Global health experts have disclosed that Nigeria is among the 27 countries in sub-Saharan Africa (SSA) that have commenced the implementation and performance of nationwide HPV vaccination programmes.
Rwanda was the first African country to introduce HPV vaccination in 2011. Subsequently, there has been a slow increase in the number of countries adopting the vaccine each year.
At present, only 27 countries, including Nigeria, The Gambia, Liberia, Côte d’Ivoire, Kenya, Malawi and Zambia, have adopted the vaccine.
Health experts, at a virtual media event with the theme: “Progress Towards HPV Vaccination in sub-Saharan Africa,” organised by Merck Sharp and Dohme (MSD), in commemoration of the Cervical Cancer Elimination Day of Action, said the World Health Organisation (WHO), had set targets of 90:70:90, in that, countries should aim to end cervical cancer through vaccination of 90 percent of girls, ensure that 70 per cent of women are screened and also see to it that 90 per cent of women receive treatment.
Explaining further, the senior health adviser for Immunization at the United Nations Children’s Fund (UNICEF) headquarters, Dr. Phionah Atuhebwe, posited that the initiative is categorized into three targets which are the primary, secondary and tertiary targets.
Atuhebwe said, “The primary target is that 90 per cent of all girls should be fully vaccinated with the HPV vaccines by the age of 15. The secondary target is that 70 per cent of women should be screened with two high-performance screening tests, first, when they attain the age of 35, and, secondly, when they attain the age of 45. The tertiary target is that 90 per cent of women at the precancerous stage receive treatment, while 90 per cent of women who have been diagnosed with invasive cancer are managed for their pain.”

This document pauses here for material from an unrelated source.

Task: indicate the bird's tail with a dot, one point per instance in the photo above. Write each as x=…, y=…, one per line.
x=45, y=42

Reiterating that over 90 per cent of cervical cancer cases are recorded in Africa and that acceptance of HPV vaccines can reverse the high cervical cancer recurrence, the health adviser said, “We do not want to see the high rate of cervical cancer occurrence again because this is one of the two cancers that is preventable by the HPV vaccines. The vaccines are highly effective and efficacious and can stop 90 per cent of cervical cancers. There is no reason why we should not be able to eliminate this disease. We want to have all countries having less than 4 cases of cervical cancer per 100,000 women.”